In 2009, several leaders of Myanmar rebel groups came to meet me in Aizawl to seek my advice on how to open a dialogue with the Myanmar government. They told me previous efforts to start a dialogue through Chinese and Japanese and even UN mediation had failed. I told them the Congress government in Delhi would not permit me to get involved in the Myanmar peace process. When the present NDA government came to power, they came back to me and I went to Myanmar. The Myanmar government welcomed me wholeheartedly and promised me all support including financial help to bring the underground groups to the table. With backing from the Myanmar Peace Center headed by Aung Min, I went to Bangkok and Chiang Mai in Thailand and met the leaders of the Myanmar underground groups many times. Then I gave a report to the Myanmar government. The Myanmar underground groups were keen to come to Delhi and learn from the Indian peace processes. Aung Min also felt the exposure would be useful. The ground for understanding was set.
Were you doing this on behalf of the Indian government?
Initially I was doing this in my personal capacity. National Security Advisor Ajit Doval, my old friend, encouraged me to set the stage for a formal Indian role in the Myanmar peace process but he refused to go there until a formal invitation was sent. He said, you make the way and we will go when we are invited. I told Aung Min and he promptly sent a letter to Doval. Then Doval and I flew to Bangkok first, to meet leaders of the Myanmar underground groups. Finally, we went to the Myanmar capital, Nayphidaw, in a home ministry plane to witness the formal signing of the nationwide ceasefire agreement between the Myanmar government and several ethnic rebel armies. He picked me up at Calcutta and we flew in.
That was during the government of General Thein Sein. What happened after Aung San Suu Kyi’s National League for Democracy came to power?
The Myanmar peace process has been through many ups and downs. But I understand Suu Kyi’s government is also keen to carry forward the peace process, get more groups to sign the ceasefire and then more fruitful negotiations. But Myanmar goes to elections this year and we have to wait until the results.
I am told that you have recently negotiated the release of a ruling NLD MP from rebel captivity?
Yes, this NLD MP was kidnapped by rebels of the Arakan Army.
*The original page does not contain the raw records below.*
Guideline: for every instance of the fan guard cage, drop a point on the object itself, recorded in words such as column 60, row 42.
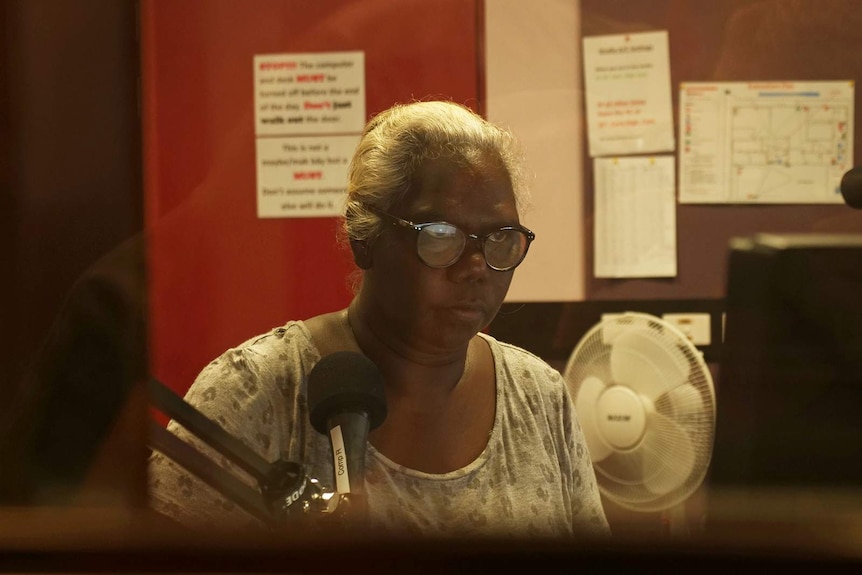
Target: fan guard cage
column 666, row 374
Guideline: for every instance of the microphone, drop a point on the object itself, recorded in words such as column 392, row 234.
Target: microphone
column 851, row 188
column 346, row 400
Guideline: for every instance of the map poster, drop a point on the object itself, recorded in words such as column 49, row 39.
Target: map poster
column 765, row 142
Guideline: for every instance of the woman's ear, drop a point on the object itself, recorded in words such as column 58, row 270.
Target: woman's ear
column 361, row 253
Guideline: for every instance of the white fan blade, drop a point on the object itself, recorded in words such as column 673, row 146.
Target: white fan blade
column 668, row 453
column 681, row 402
column 640, row 361
column 586, row 400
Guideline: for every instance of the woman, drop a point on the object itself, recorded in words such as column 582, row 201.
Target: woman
column 480, row 437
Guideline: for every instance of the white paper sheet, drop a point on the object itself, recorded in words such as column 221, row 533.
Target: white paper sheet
column 635, row 217
column 537, row 93
column 765, row 142
column 309, row 112
column 628, row 94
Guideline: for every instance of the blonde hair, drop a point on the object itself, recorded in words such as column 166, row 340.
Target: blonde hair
column 397, row 142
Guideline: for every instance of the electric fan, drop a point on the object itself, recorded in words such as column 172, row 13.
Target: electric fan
column 646, row 403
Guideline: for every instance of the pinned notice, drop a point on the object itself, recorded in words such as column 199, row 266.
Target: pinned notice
column 628, row 96
column 309, row 112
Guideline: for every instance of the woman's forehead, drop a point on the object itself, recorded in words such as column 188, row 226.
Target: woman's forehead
column 442, row 181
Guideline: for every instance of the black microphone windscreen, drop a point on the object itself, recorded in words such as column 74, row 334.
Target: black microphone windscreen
column 345, row 381
column 851, row 188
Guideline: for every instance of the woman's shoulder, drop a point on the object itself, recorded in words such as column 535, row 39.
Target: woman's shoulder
column 523, row 366
column 264, row 360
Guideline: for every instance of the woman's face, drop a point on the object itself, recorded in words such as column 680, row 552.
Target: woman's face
column 430, row 310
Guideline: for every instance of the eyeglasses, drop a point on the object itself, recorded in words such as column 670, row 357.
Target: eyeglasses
column 440, row 244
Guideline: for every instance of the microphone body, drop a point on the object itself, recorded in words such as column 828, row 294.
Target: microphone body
column 346, row 400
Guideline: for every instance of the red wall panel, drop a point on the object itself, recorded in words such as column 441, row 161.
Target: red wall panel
column 218, row 274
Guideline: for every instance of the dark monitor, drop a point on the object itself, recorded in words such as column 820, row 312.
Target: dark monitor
column 789, row 394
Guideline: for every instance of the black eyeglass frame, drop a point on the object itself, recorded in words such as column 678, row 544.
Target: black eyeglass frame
column 529, row 234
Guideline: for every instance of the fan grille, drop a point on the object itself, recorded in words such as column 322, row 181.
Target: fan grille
column 656, row 361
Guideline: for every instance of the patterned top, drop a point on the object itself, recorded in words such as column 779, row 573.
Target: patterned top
column 533, row 479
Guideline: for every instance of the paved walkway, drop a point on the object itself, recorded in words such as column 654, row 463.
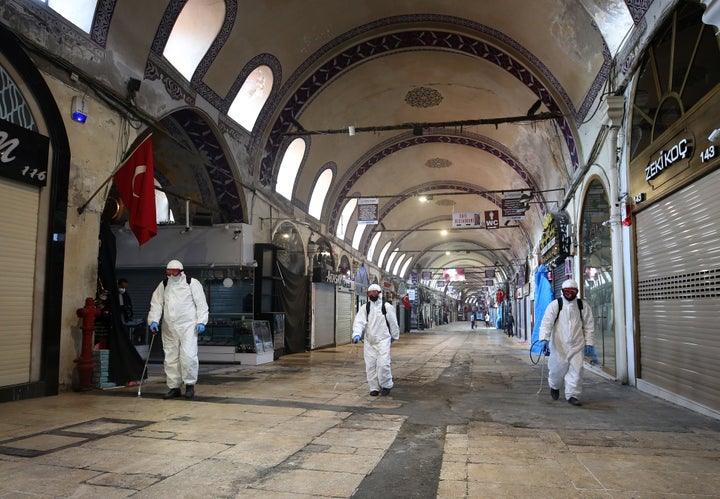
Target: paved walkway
column 465, row 419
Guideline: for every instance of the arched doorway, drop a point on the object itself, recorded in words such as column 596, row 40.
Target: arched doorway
column 596, row 265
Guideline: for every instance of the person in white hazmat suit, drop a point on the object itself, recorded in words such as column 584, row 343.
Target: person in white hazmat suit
column 573, row 337
column 379, row 334
column 180, row 302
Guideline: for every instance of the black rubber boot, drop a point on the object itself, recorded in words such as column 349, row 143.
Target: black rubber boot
column 173, row 393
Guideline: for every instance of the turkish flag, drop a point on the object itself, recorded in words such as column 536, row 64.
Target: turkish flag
column 135, row 181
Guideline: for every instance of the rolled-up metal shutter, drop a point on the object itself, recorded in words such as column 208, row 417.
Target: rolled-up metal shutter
column 18, row 239
column 678, row 250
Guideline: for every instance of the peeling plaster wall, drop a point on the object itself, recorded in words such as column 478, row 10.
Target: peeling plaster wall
column 93, row 147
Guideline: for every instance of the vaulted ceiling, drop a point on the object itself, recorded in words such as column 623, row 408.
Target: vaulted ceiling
column 465, row 101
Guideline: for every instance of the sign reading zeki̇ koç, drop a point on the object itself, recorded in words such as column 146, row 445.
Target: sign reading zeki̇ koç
column 680, row 155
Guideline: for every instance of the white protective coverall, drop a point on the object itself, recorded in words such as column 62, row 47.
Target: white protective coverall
column 567, row 345
column 182, row 307
column 377, row 342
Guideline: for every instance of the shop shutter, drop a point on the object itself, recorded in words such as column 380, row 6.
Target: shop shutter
column 678, row 249
column 18, row 239
column 344, row 318
column 322, row 331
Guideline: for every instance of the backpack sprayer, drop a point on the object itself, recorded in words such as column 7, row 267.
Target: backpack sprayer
column 541, row 353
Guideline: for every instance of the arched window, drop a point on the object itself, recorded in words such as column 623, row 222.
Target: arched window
column 194, row 30
column 289, row 167
column 252, row 96
column 391, row 258
column 383, row 252
column 357, row 237
column 78, row 12
column 403, row 272
column 373, row 244
column 398, row 263
column 345, row 216
column 319, row 192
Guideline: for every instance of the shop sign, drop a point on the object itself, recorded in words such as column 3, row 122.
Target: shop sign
column 492, row 220
column 23, row 154
column 666, row 158
column 466, row 219
column 555, row 241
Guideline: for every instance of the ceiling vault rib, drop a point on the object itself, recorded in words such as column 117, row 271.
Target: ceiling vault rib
column 420, row 126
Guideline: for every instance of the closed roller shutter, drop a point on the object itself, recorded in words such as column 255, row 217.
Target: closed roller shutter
column 679, row 292
column 322, row 331
column 343, row 316
column 18, row 238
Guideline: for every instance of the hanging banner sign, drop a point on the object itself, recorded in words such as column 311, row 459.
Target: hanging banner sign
column 466, row 219
column 23, row 154
column 367, row 211
column 492, row 221
column 514, row 205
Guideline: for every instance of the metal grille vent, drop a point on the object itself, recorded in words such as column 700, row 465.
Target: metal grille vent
column 703, row 284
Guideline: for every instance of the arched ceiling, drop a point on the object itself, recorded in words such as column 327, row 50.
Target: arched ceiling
column 460, row 100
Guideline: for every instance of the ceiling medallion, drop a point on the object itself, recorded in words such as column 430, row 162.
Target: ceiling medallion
column 438, row 163
column 423, row 97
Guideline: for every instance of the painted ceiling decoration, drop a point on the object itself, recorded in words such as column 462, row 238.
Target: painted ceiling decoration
column 381, row 63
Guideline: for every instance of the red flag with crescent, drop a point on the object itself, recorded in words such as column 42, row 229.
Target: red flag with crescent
column 135, row 180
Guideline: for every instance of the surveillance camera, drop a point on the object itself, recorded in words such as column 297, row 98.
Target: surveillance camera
column 79, row 109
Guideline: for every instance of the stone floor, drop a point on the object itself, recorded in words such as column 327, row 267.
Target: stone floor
column 468, row 417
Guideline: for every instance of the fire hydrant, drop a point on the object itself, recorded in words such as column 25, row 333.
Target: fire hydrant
column 85, row 362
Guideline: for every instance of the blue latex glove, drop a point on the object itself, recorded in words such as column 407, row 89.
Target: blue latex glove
column 544, row 348
column 591, row 354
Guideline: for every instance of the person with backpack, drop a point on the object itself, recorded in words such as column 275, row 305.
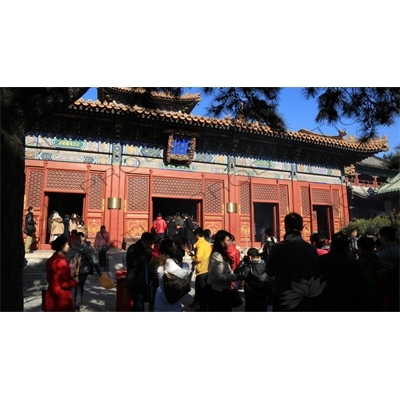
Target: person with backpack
column 166, row 264
column 82, row 253
column 160, row 227
column 255, row 281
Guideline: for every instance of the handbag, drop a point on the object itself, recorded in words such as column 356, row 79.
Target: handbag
column 235, row 298
column 106, row 281
column 175, row 288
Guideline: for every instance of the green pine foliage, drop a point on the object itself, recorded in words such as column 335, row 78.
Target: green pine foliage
column 372, row 225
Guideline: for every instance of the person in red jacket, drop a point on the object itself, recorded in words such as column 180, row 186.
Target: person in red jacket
column 160, row 226
column 58, row 274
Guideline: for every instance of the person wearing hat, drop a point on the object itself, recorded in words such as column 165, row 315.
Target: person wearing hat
column 57, row 227
column 29, row 230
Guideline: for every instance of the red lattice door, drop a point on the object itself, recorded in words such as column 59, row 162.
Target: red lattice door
column 136, row 207
column 214, row 204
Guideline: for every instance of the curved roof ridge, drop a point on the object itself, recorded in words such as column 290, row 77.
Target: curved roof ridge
column 303, row 135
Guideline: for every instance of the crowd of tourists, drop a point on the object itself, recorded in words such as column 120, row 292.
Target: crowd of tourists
column 342, row 274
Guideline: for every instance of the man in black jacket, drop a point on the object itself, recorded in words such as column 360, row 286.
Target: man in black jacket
column 189, row 228
column 343, row 276
column 138, row 258
column 29, row 230
column 83, row 255
column 293, row 262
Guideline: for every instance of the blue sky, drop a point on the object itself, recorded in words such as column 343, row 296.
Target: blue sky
column 299, row 113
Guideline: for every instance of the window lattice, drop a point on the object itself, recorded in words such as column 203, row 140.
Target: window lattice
column 265, row 192
column 245, row 198
column 35, row 184
column 137, row 198
column 96, row 191
column 336, row 204
column 177, row 187
column 305, row 202
column 66, row 180
column 283, row 200
column 213, row 197
column 321, row 196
The Myanmar government was not sure if he was alive when they approached me. I got in touch with my friends in the Arakan Army and requested for his release. The MP was finally let off after 79 days and the Myanmar government expressed profound gratitude.
But the Arakan Army is disturbing the India-financed Kaladan Multimodal Transport Project, which seeks to connect Mizoram with the rest of India by sea through the port of Sittwe. They are kidnapping those working on the project.
The problem is with the present Indian contractor. He is at loggerheads with the Arakan Army. The project is stuck and cannot go forward in this way. So during my recent visit to Delhi, I asked the foreign minister [S. Jaishankar] to change the contractor. I had meetings with the foreign secretary also. Once that is done and a new contractor is finalised, I will manage the Arakan Army and there will be no disturbance. Everything will happen smoothly. We, in Mizoram, have a big stake in this project. As a state located between Bangladesh and Myanmar, we are keen on connectivity with our neighbours and, through them, the Indian mainland. Bangladesh is developing fast and Myanmar will also develop. They mean much to us.